I am behaving myself.
It seems like I’m on holiday. Maybe it’s just scheduling quirks, or the fact that Rain has been gone and I’m finally starting to decompress. I pick up every shift offered, making the check fluffier. I was stressing, until I looked at a calendar and realized I’m two weeks ahead on my bills. (Barring death or dismemberment, and we don’t want any of that.) Gots to pace myself. Behave myself. Stay healthy.
Rain took me to the store last night, and spent $81 on stuff I need in the day-to-day. She plans like a prepper, watches the deals, and hooks me up with stuff I always need. Flonase! That shit is expensive! I have a full four-month supply ready for when my current one runs out.
Denture materials? She bought the 120-day supply of effervescent tablets, which is about nine months worth for me. Polident, not the generic stuff. Yes, Virginia, there is a difference. She looked at the Fixodent. When I told Rain, “I have enough glue” she got the giggles.
“I don’t know why I find that funny.” She dabbed at the corner of her eyes.
Three economy-sized bottles of 91% isopropyl alcohol. For bug control, bong-cleaning, and emergency flushing when the fucking cats peel out on top of my foot. Cat scratch fever, duh duh, duh.
Viva paper towels. Because some things are worth it. I don’t bitch when she demands Cottonelle toilet paper, as long as I have Viva for my jizz-rags. We live large when it comes to paper products.
Buy one, get one half-off. Hello, ibuprofen! I greet every day with 1,200 mgs of generic Advil, since 1990. I would be an old cripple without it. Thanks to my baby, I haven’t paid for pills (the legal kind) in a couple years. And I won’t have to, until at least September.

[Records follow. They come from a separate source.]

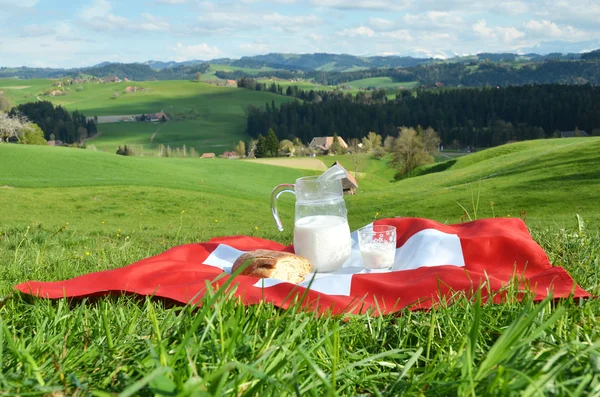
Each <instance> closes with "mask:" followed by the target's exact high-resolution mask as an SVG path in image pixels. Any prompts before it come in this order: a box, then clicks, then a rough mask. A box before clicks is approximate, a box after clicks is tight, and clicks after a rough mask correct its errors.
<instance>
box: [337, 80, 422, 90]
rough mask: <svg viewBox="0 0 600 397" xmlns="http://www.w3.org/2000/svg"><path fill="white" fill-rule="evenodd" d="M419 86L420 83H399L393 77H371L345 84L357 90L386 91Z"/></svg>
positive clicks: (350, 82)
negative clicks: (383, 90) (375, 89)
mask: <svg viewBox="0 0 600 397" xmlns="http://www.w3.org/2000/svg"><path fill="white" fill-rule="evenodd" d="M418 84H419V82H418V81H407V82H400V83H399V82H397V81H393V80H392V78H391V77H371V78H368V79H361V80H353V81H349V82H347V83H345V85H349V86H351V87H352V88H355V89H361V88H362V89H365V88H383V89H385V90H395V89H398V88H414V87H416V86H417V85H418Z"/></svg>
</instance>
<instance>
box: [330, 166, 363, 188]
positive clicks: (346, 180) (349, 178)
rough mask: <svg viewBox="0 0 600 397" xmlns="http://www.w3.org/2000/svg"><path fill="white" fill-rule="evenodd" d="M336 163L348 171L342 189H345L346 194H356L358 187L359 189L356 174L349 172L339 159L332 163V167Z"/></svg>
mask: <svg viewBox="0 0 600 397" xmlns="http://www.w3.org/2000/svg"><path fill="white" fill-rule="evenodd" d="M334 165H338V166H340V167H341V168H342V169H343V170H344V171H346V176H345V177H344V179H342V189H343V190H344V194H356V189H358V182H356V178H355V177H354V175H352V174H351V173H349V172H348V170H347V169H345V168H344V167H343V166H342V165H341V164H340V163H339V162H338V161H336V162H335V163H333V164H331V167H333V166H334Z"/></svg>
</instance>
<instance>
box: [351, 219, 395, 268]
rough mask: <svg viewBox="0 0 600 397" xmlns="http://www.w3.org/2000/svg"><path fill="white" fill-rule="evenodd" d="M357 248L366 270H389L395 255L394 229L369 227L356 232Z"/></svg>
mask: <svg viewBox="0 0 600 397" xmlns="http://www.w3.org/2000/svg"><path fill="white" fill-rule="evenodd" d="M358 246H359V249H360V256H361V257H362V260H363V264H364V266H365V268H367V269H391V268H392V266H393V265H394V257H395V255H396V228H395V227H394V226H387V225H369V226H365V227H363V228H362V229H359V230H358Z"/></svg>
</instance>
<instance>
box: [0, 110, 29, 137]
mask: <svg viewBox="0 0 600 397" xmlns="http://www.w3.org/2000/svg"><path fill="white" fill-rule="evenodd" d="M28 122H29V121H28V120H27V118H26V117H25V116H23V115H21V114H20V113H15V114H13V115H9V114H8V113H0V142H8V141H10V140H11V139H15V140H17V141H20V140H21V137H22V136H23V131H24V129H25V126H26V125H27V124H28Z"/></svg>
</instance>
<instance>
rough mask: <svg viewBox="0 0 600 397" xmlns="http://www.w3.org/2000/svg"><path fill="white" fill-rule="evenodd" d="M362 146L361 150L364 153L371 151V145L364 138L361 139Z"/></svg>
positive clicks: (366, 137) (369, 151)
mask: <svg viewBox="0 0 600 397" xmlns="http://www.w3.org/2000/svg"><path fill="white" fill-rule="evenodd" d="M362 144H363V146H362V148H361V150H362V151H363V152H365V153H368V152H370V151H371V149H373V143H372V142H371V141H370V140H369V138H367V137H366V136H365V137H363V140H362Z"/></svg>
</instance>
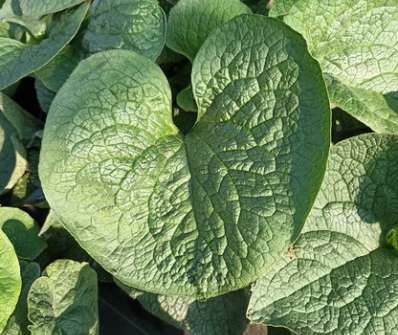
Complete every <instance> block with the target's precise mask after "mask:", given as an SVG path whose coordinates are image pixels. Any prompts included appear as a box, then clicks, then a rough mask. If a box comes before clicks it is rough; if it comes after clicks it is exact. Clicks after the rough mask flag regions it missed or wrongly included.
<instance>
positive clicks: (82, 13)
mask: <svg viewBox="0 0 398 335" xmlns="http://www.w3.org/2000/svg"><path fill="white" fill-rule="evenodd" d="M87 9H88V4H87V3H83V4H81V5H80V6H78V7H77V8H76V9H71V10H68V11H65V12H62V13H61V14H59V15H56V16H55V17H54V18H53V21H52V23H51V24H50V27H49V32H48V36H46V38H44V39H43V40H42V41H41V42H40V43H38V44H23V43H21V42H19V41H17V40H13V39H10V38H0V59H1V62H0V90H2V89H4V88H6V87H7V86H10V85H11V84H13V83H15V82H16V81H18V80H19V79H21V78H23V77H26V76H28V75H29V74H31V73H32V72H34V71H37V70H39V69H40V68H41V67H43V66H44V65H46V64H47V63H49V62H50V61H51V60H52V59H53V58H54V57H55V56H56V55H57V54H58V53H59V52H60V51H61V50H62V49H63V48H64V47H65V45H67V44H68V43H69V42H70V41H71V40H72V38H73V37H74V36H75V35H76V33H77V32H78V30H79V28H80V25H81V23H82V22H83V19H84V17H85V16H86V13H87Z"/></svg>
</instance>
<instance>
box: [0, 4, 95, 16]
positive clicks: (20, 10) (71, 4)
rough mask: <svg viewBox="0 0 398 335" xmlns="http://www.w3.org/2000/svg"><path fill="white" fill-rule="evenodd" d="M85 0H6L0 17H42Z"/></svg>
mask: <svg viewBox="0 0 398 335" xmlns="http://www.w3.org/2000/svg"><path fill="white" fill-rule="evenodd" d="M84 1H87V0H6V1H5V2H4V5H3V7H2V9H1V10H0V19H1V18H7V17H12V16H27V17H35V18H36V17H37V18H39V17H42V16H44V15H48V14H53V13H57V12H61V11H63V10H65V9H68V8H70V7H73V6H76V5H78V4H80V3H82V2H84Z"/></svg>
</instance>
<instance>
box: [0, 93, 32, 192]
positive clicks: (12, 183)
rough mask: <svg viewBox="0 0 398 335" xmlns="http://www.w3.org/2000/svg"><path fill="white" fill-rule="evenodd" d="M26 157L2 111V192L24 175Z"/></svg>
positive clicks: (26, 166) (1, 172) (24, 170)
mask: <svg viewBox="0 0 398 335" xmlns="http://www.w3.org/2000/svg"><path fill="white" fill-rule="evenodd" d="M0 94H1V93H0ZM25 157H26V152H25V149H24V148H23V146H22V144H21V142H20V141H19V139H18V135H17V132H16V130H15V128H14V127H13V126H12V125H11V123H10V122H8V120H7V119H6V117H5V116H4V114H3V113H1V112H0V162H1V164H0V194H1V193H3V192H4V191H6V190H9V189H11V188H12V187H13V186H14V185H15V184H16V182H17V181H18V180H19V179H20V178H21V177H22V176H23V174H24V173H25V171H26V167H27V162H26V159H25Z"/></svg>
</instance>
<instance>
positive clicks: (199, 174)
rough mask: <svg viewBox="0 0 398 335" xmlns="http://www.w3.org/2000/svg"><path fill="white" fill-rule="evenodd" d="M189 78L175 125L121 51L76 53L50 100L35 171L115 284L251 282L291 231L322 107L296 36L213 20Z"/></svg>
mask: <svg viewBox="0 0 398 335" xmlns="http://www.w3.org/2000/svg"><path fill="white" fill-rule="evenodd" d="M99 68H100V69H101V71H93V70H94V69H99ZM227 74H228V75H227ZM192 78H193V83H192V87H193V91H194V96H195V97H196V102H197V104H198V118H199V121H198V122H197V123H196V125H195V126H194V127H193V129H192V130H191V131H190V132H189V133H188V134H187V135H185V136H183V135H182V134H181V133H179V131H178V129H177V128H176V127H175V126H174V124H173V123H172V118H171V114H172V113H171V97H170V87H169V85H168V83H167V80H166V78H165V76H164V75H163V73H162V72H161V71H160V69H159V68H158V66H157V65H156V64H154V63H152V62H150V61H149V60H148V59H147V58H144V57H142V56H140V55H138V54H135V53H133V52H130V51H122V50H113V51H108V52H103V53H99V54H96V55H94V56H92V57H90V58H89V59H87V60H85V61H83V62H81V63H80V64H79V66H78V67H77V69H76V70H75V71H74V72H73V74H72V75H71V76H70V77H69V79H68V80H67V82H66V83H65V84H64V86H62V88H61V90H60V91H59V92H58V94H57V96H56V97H55V100H54V101H53V104H52V106H51V111H50V113H49V117H48V119H47V124H46V129H45V132H44V137H43V144H42V151H41V159H40V167H39V171H40V176H41V180H42V184H43V189H44V191H45V194H46V198H47V200H48V201H49V203H50V205H51V207H52V208H53V209H54V210H55V212H56V213H57V215H58V216H60V218H61V220H62V222H63V223H64V225H65V227H66V228H67V229H68V230H69V231H70V232H71V233H72V235H73V236H74V237H75V238H76V239H77V241H78V242H79V244H80V245H81V246H82V247H83V248H84V249H86V250H87V251H88V253H89V254H90V255H91V256H93V258H94V259H95V260H96V261H97V262H99V263H100V264H101V265H102V266H103V267H104V268H105V269H106V270H107V271H108V272H110V273H112V274H113V275H114V276H115V277H116V278H118V279H119V280H120V281H121V282H123V283H124V284H126V285H128V286H132V287H137V288H138V289H144V290H147V291H150V292H154V293H161V294H167V295H173V294H180V295H187V296H194V297H212V296H216V295H220V294H222V293H225V292H229V291H233V290H236V289H238V288H242V287H246V286H247V285H248V284H249V283H251V282H253V281H254V280H256V279H257V278H258V277H259V276H261V274H263V273H264V272H266V271H268V270H269V268H270V266H271V265H272V264H273V262H274V261H275V260H276V259H277V258H279V257H280V255H281V253H283V252H285V251H286V249H287V248H288V246H289V245H290V243H291V240H294V239H295V238H296V237H297V235H298V233H299V232H300V230H301V227H302V223H303V222H304V220H305V218H306V216H307V214H308V212H309V209H310V208H311V206H312V203H313V201H314V199H315V196H316V193H317V191H318V188H319V186H320V183H321V180H322V177H323V173H324V169H325V165H326V159H327V155H328V150H329V142H330V110H329V101H328V98H327V93H326V88H325V86H324V82H323V79H322V76H321V72H320V69H319V66H318V64H317V63H316V62H315V61H314V60H313V59H312V58H311V57H310V56H309V55H308V53H307V51H306V47H305V42H304V40H303V39H302V38H301V37H300V36H299V35H298V34H297V33H295V32H294V31H292V30H291V29H289V28H287V27H286V26H285V25H284V24H283V23H280V22H278V21H276V20H273V19H268V18H266V17H263V16H257V15H245V16H240V17H238V18H235V19H233V20H231V21H229V23H227V24H226V25H225V26H223V28H222V29H220V30H218V31H217V32H215V33H214V34H213V35H212V36H211V37H210V38H209V39H208V40H207V41H206V42H205V44H204V45H203V47H202V49H201V50H200V52H199V54H198V55H197V57H196V59H195V61H194V64H193V73H192ZM77 88H78V89H77Z"/></svg>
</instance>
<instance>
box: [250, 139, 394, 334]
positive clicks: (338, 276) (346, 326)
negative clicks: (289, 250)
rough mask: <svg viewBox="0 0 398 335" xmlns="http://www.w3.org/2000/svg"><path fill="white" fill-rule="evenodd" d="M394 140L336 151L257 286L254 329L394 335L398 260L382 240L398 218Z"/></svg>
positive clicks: (393, 226) (250, 302) (384, 240)
mask: <svg viewBox="0 0 398 335" xmlns="http://www.w3.org/2000/svg"><path fill="white" fill-rule="evenodd" d="M397 163H398V137H397V136H388V135H374V134H372V135H362V136H359V137H355V138H351V139H349V140H346V141H343V142H341V143H339V144H338V145H336V146H335V147H334V148H333V149H332V150H331V154H330V158H329V162H328V168H327V171H326V175H325V179H324V181H323V184H322V187H321V190H320V192H319V194H318V197H317V200H316V201H315V204H314V207H313V209H312V211H311V214H310V215H309V217H308V220H307V222H306V224H305V226H304V228H303V232H302V234H301V235H300V237H299V239H298V240H297V242H296V243H295V244H294V245H293V247H292V248H291V250H290V251H289V253H288V254H287V255H286V256H285V257H283V258H282V259H281V260H279V261H278V262H277V263H276V264H275V266H274V267H273V269H272V271H271V272H269V273H268V274H267V275H266V276H265V277H263V278H262V279H260V280H259V281H258V282H257V283H256V285H255V287H254V289H253V294H252V298H251V301H250V305H249V312H248V315H249V318H250V319H251V320H253V321H255V322H265V323H267V324H270V325H276V326H284V327H288V328H290V329H292V330H293V331H294V332H296V333H297V334H309V335H311V334H335V335H342V334H343V335H345V334H347V335H348V334H349V335H371V334H372V335H373V334H378V335H383V334H385V335H387V334H388V335H393V334H398V324H397V318H398V307H397V306H398V300H397V296H398V255H397V252H396V251H394V250H392V249H391V248H388V247H387V246H386V243H385V241H386V238H385V237H386V233H388V232H389V231H390V229H391V228H392V227H394V226H396V224H397V217H398V164H397Z"/></svg>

Angel got a new job. It sounds like my nephew might be working at the neighborhood Freddy’s. The weather is turning around, I feel the need for yardwork. (That feeling is enhanced by the notice from the city to clean a few things up. Oh-kay…)
But first, I have a couple of lunch shifts to cover. I’ll be missing the Cubs home-opener, but there are 150+ games to go. Maybe a matinee tomorrow? Who am I kidding? Days of the Cubs as daytime TV drama are long gone. MLB network has lots of games at random times, so I will adjust accordingly. I still dream of a Cubs-Mariners World Series.
Time to make the doughnuts…
Back before Elmo fell from grace, when a customer would complain about high cigarette prices by declaring, “Oh Jesus!”, Elmo would respond with “Your God Won’t Save You Now!” I found this hilarious, but controversial, and it’s his line, so I left it to him. Lately I’ve been tempted to resurrect it.